According to Geoff, their routine was military. Muster at 11am in the cafĂ© with the foxy waitresses. Nobody was interested in cracking on to the waitresses because nobody wanted any complications. They just liked looking at them. They were tired all the time, Geoff said. It was like they’d spent a lifetime of sleep deprivation and needed a lifetime to catch up. The team would reconvene at the pub at 5pm and stay 'till stumps. That was the daily drill for soldiers home.
One day Geoff and Johnny drove down to Brisbane. Brisbane was Geoff’s hometown and he wanted to show Johnny the sights. Johnny expected a pub-crawl, but Geoff had other ideas. He parked the car across the road from Brisbane University.
“What’s this?” Johnny said.
“Paradise,” Geoff said.
They lay in autumn sunlight on lush grass surrounded by the old stones of the university: towers, arches, stained glass windows, paved paths leading to undisclosed wonders. Star-scattered on the grass were the students, fresh faced and untouched by a single care in the world. Girls walked by with books under their arms or lay languidly on the grass. Every one of them radiated contentment and wellbeing, so different from the scrubber waitresses at Noosa Heads, or the whores of Vung Tau.

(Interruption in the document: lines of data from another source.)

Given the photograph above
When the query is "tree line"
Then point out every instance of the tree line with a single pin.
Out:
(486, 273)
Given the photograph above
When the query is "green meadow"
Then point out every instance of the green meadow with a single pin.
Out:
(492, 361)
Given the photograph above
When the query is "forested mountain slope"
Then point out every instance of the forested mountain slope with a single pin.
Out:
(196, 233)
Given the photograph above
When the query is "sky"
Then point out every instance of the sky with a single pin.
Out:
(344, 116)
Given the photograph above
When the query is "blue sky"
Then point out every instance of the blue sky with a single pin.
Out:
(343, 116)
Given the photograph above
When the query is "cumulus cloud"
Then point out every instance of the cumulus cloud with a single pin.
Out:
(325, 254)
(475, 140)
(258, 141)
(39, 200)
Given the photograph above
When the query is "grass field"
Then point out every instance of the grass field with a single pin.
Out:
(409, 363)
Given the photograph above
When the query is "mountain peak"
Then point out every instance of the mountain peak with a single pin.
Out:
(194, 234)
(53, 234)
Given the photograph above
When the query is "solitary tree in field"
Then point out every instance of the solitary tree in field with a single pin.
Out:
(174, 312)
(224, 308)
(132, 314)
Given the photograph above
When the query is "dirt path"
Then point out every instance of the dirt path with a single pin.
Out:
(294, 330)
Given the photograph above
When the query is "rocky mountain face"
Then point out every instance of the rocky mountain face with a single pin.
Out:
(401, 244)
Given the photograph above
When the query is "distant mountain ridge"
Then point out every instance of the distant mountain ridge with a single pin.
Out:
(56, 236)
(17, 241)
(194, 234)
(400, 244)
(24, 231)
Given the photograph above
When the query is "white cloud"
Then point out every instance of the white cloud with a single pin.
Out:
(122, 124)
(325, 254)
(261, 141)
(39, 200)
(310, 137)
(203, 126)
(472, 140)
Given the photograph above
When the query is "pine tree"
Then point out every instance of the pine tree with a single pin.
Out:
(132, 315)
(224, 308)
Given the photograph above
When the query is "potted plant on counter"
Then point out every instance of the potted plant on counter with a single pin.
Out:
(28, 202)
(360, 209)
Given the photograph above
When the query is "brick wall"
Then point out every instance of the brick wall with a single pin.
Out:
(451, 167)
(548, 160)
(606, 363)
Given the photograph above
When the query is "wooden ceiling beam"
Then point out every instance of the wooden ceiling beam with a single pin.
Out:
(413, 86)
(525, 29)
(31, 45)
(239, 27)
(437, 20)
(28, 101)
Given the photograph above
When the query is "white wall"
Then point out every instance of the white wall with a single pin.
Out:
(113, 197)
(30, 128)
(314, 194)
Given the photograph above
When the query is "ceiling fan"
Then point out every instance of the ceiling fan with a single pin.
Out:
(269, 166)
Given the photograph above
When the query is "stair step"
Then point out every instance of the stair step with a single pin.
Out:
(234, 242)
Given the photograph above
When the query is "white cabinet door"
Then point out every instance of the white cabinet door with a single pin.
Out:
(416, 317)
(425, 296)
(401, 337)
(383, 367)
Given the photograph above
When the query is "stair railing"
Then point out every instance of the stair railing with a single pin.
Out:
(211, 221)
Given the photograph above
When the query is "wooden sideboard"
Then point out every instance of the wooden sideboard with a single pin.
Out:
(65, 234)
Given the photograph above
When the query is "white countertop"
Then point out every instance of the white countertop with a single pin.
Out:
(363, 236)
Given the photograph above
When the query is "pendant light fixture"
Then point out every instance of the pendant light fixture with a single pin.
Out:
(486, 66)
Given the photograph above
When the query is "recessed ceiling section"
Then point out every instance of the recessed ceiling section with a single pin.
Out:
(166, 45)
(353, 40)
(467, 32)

“Ya know what?” Geoff said to Johnny, “In a different life, I’d have come to a place like this.”
It was late at night and Geoff was slurring his words. So was I.
“I’ll tell ya how it finished,” he said, looking at my reflection in the mirror. “Ya wouldn’t read about it.”

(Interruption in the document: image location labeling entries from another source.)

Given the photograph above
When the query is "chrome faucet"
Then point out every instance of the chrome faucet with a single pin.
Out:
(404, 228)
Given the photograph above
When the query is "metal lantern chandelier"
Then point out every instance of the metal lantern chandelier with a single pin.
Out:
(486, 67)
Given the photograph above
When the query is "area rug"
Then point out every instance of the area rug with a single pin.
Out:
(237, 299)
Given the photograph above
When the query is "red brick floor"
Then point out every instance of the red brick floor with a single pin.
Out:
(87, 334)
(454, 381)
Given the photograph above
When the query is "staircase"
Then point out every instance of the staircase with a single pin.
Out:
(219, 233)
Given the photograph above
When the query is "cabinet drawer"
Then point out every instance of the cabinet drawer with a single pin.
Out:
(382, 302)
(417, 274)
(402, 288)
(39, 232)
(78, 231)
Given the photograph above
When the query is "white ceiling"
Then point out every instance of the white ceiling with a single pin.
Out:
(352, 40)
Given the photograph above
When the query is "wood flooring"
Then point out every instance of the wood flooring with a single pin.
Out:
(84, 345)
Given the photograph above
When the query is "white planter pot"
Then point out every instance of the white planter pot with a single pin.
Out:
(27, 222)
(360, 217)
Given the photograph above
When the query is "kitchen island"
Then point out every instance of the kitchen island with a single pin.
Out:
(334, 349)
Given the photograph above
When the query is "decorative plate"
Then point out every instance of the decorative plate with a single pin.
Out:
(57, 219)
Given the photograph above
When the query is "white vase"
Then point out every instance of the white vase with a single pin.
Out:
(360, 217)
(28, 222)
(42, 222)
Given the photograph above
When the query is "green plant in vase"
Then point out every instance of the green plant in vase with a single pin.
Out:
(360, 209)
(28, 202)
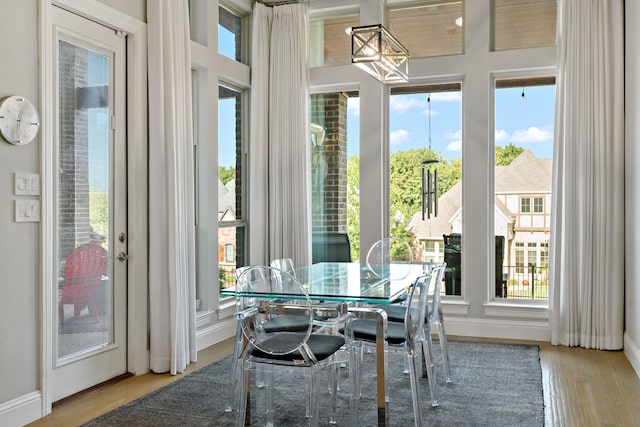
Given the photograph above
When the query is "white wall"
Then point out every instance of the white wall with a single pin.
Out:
(21, 385)
(632, 184)
(19, 242)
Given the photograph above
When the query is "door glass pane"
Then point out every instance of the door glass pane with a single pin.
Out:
(335, 176)
(425, 123)
(84, 201)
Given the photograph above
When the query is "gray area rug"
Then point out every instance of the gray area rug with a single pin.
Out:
(494, 385)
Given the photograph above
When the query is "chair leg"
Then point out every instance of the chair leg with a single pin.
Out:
(314, 387)
(241, 398)
(235, 362)
(415, 389)
(431, 372)
(442, 337)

“Tell me how it finished.”
“So, one afternoon, Johnny turns up at the beach. Bastard’s in full military rig, ya know? Dress uniform, campaign medals, the lot. Got himself a surfboard from some place.”

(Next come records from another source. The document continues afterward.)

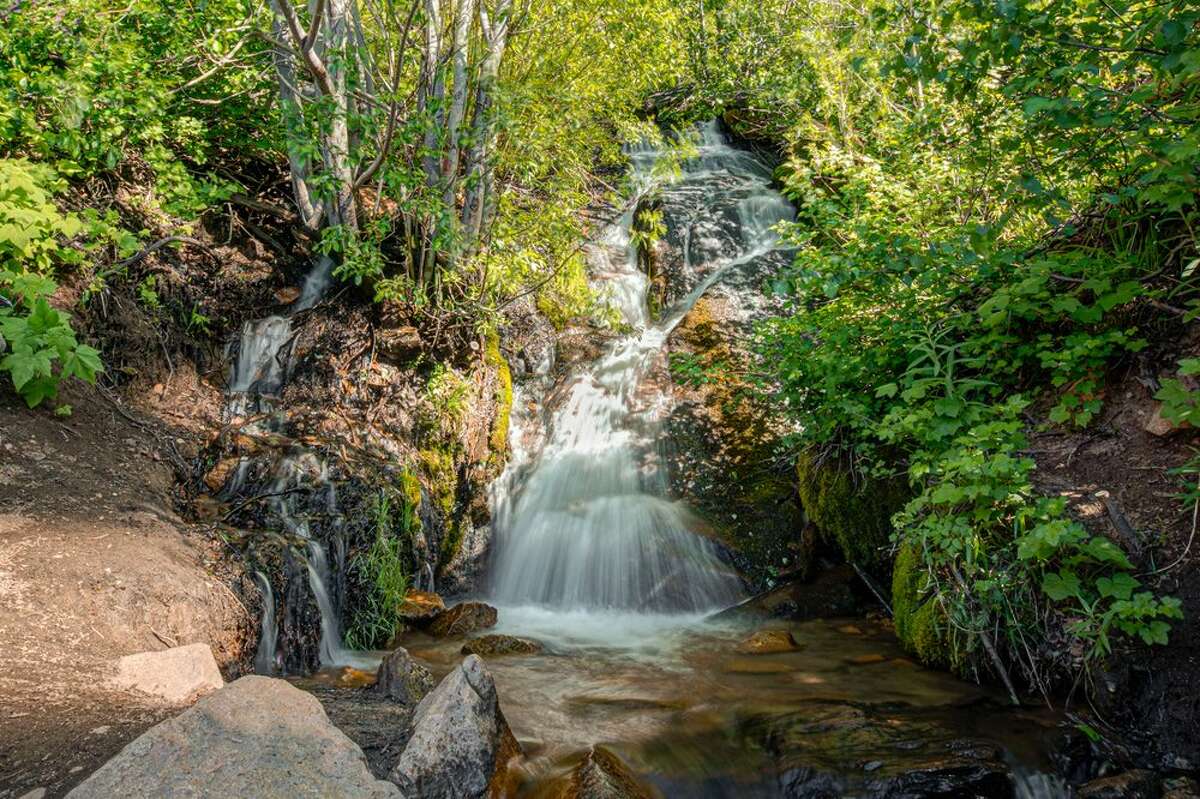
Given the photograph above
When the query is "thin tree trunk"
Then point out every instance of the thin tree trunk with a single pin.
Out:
(496, 31)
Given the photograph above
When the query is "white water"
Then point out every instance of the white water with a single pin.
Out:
(269, 634)
(586, 534)
(258, 374)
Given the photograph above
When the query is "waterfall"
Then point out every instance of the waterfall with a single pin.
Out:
(585, 523)
(269, 634)
(258, 374)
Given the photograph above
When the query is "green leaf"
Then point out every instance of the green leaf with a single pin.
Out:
(1061, 586)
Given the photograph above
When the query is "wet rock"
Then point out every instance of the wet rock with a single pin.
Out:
(219, 475)
(600, 775)
(907, 757)
(831, 594)
(174, 676)
(747, 666)
(257, 737)
(867, 660)
(766, 642)
(420, 607)
(1181, 788)
(495, 646)
(1158, 425)
(460, 744)
(402, 679)
(399, 343)
(463, 619)
(1127, 785)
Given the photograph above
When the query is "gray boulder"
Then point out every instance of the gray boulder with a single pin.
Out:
(175, 676)
(461, 743)
(257, 737)
(403, 679)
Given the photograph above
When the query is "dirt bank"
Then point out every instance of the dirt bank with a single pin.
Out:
(95, 564)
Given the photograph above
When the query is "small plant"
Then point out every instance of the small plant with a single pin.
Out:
(384, 571)
(37, 343)
(1181, 406)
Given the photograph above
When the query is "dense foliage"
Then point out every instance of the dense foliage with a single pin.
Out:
(996, 204)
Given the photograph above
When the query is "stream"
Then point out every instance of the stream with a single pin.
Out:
(595, 562)
(599, 564)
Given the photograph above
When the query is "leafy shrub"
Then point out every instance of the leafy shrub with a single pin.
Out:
(39, 346)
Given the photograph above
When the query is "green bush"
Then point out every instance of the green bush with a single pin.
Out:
(37, 343)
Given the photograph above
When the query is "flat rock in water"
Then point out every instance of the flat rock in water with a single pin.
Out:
(460, 744)
(1128, 785)
(174, 676)
(463, 619)
(403, 679)
(600, 775)
(258, 737)
(495, 646)
(767, 642)
(420, 607)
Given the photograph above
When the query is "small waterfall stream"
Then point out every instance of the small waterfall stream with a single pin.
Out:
(585, 523)
(259, 372)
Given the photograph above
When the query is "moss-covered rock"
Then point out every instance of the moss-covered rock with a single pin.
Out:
(726, 448)
(919, 619)
(498, 442)
(855, 515)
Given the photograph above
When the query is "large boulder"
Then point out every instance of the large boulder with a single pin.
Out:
(403, 679)
(599, 775)
(257, 737)
(175, 676)
(463, 619)
(460, 743)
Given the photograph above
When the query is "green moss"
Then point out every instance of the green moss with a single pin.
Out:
(919, 619)
(856, 517)
(411, 493)
(498, 440)
(443, 480)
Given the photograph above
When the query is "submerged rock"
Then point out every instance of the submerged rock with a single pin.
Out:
(1128, 785)
(600, 775)
(403, 679)
(460, 744)
(257, 737)
(420, 608)
(463, 619)
(767, 642)
(829, 594)
(496, 646)
(174, 676)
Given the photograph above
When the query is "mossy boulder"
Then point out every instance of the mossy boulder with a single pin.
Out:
(919, 618)
(853, 514)
(725, 444)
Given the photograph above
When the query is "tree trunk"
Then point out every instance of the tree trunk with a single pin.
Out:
(496, 31)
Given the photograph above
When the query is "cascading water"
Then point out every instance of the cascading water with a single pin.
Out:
(258, 374)
(585, 523)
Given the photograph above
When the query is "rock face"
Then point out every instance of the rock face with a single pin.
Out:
(174, 676)
(495, 646)
(463, 619)
(600, 775)
(257, 737)
(1127, 785)
(460, 744)
(829, 594)
(402, 679)
(767, 642)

“I thought he didn’t surf anymore.”
“Didn’t. But he got hold of one.”
“Go on.”
“I’m on the beach myself. I see Johnny, maybe 100 metres away. Could’ve yelled to him. Didn’t. Don’t know why. He walks a straight line down the sand to the waterline. He strips off his fuckin’ uniform, right down to his undies. I’m watchin’ this, see?”
“So what happens?”
“What happens? Man, he picks up that board and heads into the surf. Good waves that day. His uniform is a pile on the sand; gettin’ soaked an’ pulled apart by the swells comin’ up the beach. He paddles through the breakers and into the clear water behind. He keeps goin’, ‘till I lose sight of him.”
“And?”
“And he never comes back.”
Geoff turned from the mirror to look at me directly. “D’ya understand? He never came back!”